V A L E U R D U C O R P S

     Un second élément de notre foi chrétienne, révélé par cette fête de l'Assomption de la Vierge Marie, c'est la valeur de notre corps. Nous ne savons pas si Marie est morte et si elle est restée quelques jours dans un tombeau. Ou si elle est passée à son Assomption dès la fin de sa vie terrestre. Mais ce dont nous sommes certains, avec la foi de l'Eglise, c'est qu'elle n'a pas connu la dégradation de la mort ni du tombeau. Elle a été transformée, transfigurée, glorifiée dans toute sa personnalité, corps, âme et esprit. A la suite du Christ, car la mère ne pouvait pas être séparée longtemps de son Fils. Le Christ est ressuscité en effet , dans son corps. Ce n'est pas parce qu'il a rejoint son Père qu'il aurait largué son corps, comme un satellite, à moment donné, se détache de la fusée qui l'a mis sur orbite. Le Christ ressuscité vit pleinement dans son corps. Comme l'a écrit le théologien Romano Guardini, « seul de toutes les religions, le christianisme a osé insérer un corps humain en plein cœur de Dieu ».

     C'est dire la valeur de notre corps et son importance. Beaucoup d'idées fausses circulent à ce sujet dans notre société, comme si la foi chrétienne se méfiait du corps ou le méprisait. Certes il faut reconnaître qu'à certaines périodes de son histoire, l'Eglise a fait preuve de rigidité par rapport au corps et à la sexualité .Mais ce rigorisme est un faux pli, une déviation par rapport à l'essentiel de la foi chrétienne. Comment Dieu qui est devenu homme à part entière, qui, dans le sein de la Vierge Marie, a vraiment pris un corps humain, comment pourrait-il ignorer ou mépriser le corps humain ? Comment Dieu, qui, à chaque eucharistie, nous donne le Corps du Christ, pourrait-il dédaigner notre corps ? Evidemment, à l'inverse, il ne s'agit pas de faire de notre corps une idole, de l'idolâtrer.Mais le corps fait vraiment partie de notre personnalité, il n'existe pas d'âme sans corps. Et c'est dans notre corps que chacun de nous verra la Trinité face à face, après sa mort biologique. Le corps n'est pas un obstacle à la rencontre de Dieu.

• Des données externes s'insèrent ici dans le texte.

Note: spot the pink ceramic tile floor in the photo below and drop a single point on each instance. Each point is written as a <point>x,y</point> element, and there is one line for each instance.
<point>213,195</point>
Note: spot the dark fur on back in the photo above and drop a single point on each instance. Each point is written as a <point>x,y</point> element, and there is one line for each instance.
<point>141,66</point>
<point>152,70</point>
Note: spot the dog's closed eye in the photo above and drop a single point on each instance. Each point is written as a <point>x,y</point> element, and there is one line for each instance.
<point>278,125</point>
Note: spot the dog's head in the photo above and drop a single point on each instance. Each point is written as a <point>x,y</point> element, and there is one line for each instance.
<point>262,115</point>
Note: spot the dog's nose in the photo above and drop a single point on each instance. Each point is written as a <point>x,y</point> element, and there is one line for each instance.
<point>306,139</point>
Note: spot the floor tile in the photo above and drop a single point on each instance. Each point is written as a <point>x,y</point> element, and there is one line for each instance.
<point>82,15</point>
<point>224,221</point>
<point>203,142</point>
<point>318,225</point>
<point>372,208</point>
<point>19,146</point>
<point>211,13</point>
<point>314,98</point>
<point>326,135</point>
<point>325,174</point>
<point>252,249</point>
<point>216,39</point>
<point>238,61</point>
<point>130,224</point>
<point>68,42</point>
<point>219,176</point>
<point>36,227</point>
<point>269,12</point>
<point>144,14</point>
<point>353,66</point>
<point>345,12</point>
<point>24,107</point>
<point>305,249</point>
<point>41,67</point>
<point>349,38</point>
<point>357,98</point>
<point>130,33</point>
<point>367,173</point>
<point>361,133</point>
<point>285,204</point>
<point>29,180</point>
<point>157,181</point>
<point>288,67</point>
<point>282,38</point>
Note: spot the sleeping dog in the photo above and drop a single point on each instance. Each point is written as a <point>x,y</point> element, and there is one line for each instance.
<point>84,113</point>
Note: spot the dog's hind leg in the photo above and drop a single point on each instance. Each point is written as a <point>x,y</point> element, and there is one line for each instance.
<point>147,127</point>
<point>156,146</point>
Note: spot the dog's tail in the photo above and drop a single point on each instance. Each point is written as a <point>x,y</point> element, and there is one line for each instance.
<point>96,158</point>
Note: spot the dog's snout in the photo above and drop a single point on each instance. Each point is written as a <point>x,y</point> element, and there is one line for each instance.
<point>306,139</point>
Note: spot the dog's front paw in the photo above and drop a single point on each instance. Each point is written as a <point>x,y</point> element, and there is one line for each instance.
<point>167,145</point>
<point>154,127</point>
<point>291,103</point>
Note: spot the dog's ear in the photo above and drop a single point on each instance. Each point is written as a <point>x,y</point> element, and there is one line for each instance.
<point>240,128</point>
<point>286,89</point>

     Il faut préciser que nous ne savons pas quel sera exactement l'état de notre corps, il ne sera pas semblable à sa situation actuelle.Le Christ n'a rien dit à ce sujet. Il a simplement affirmé que nous serons transformés, transfigurés, à l'image du grain de blé qui meurt en terre pour devenir un bel épi. Quelle différence entre notre vie de fœtus durant les neuf mois de notre vie intra-utérine et notre forme de vie actuelle ? La différence sera encore plus grande entre celle-ci et notre forme de vie définitive. A la suite du Christ Resssuscité, à la suite de Marie en son Assomption, nous serons complètement transfigurés, glorifiés, nous recevrons la plénitude de notre personnalité définitive, nous serons pleinement nous-mêmes. Cette fête de l'Assomption nous en donne l'assurance. Nous pouvons être vraiment dans la joie.